Karen Stack Umlauf

Personal information
- Nationality: American

Career information
- High school: Oak Forest (Oak Forest, Illinois)
- College: Northwestern (1980–1983);
- Coaching career: 2018–2020

Career history

As a coach:
- 2018–2020: Chicago Bulls (assistant)

= Karen Stack Umlauf =

American basketball coach

Karen Stack Umlauf is a former executive and assistant coach of the National Basketball Association's Chicago Bulls.

Stack Umlauf was a standout basketball player for the Northwestern Wildcats in the early 1980s. After a year of playing basketball overseas, she joined the Bulls in 1985, starting with a role of selling tickets. Over the next decades, she rose to become director of basketball operations for 20 years and later senior director of basketball administration.

In 2017, she lobbied Bulls head of basketball operations John Paxson to let her coach. She was first assigned to the summer league. In so doing, she became the Bulls' first female assistant coach, combining that role with the role of director of team operations.
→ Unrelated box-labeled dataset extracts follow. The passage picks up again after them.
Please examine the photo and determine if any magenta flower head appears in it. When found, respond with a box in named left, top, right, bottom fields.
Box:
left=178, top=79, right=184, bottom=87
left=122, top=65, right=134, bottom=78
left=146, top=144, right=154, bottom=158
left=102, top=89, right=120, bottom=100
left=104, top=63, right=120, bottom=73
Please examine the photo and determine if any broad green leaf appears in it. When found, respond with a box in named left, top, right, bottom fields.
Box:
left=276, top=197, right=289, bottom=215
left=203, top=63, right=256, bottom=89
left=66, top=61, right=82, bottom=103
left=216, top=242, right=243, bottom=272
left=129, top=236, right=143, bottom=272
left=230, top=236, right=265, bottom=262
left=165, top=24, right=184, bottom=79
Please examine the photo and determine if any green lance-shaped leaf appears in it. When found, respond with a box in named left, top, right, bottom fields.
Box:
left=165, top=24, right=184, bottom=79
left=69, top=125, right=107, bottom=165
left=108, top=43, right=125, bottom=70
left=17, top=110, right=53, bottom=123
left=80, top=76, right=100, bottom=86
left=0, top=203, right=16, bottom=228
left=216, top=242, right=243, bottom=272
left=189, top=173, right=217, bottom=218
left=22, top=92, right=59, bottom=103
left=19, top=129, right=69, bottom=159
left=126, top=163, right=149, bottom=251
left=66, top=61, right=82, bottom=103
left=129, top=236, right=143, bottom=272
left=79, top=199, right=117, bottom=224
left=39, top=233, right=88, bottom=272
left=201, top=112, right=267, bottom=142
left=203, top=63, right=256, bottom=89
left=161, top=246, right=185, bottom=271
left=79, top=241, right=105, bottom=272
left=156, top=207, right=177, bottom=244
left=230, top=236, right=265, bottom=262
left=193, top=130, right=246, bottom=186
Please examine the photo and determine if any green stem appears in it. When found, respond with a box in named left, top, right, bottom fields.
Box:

On October 12, 2020, the organization announced Stack Umlauf would not return to the coaching staff under newly hired head coach Billy Donovan.

==Personal life==
Stack Umlauf is the sister of Jim Stack, a former scout and assistant general manager for the Bulls and later general manager of the Minnesota Timberwolves. She is also the aunt of NBA player Frank Kaminsky.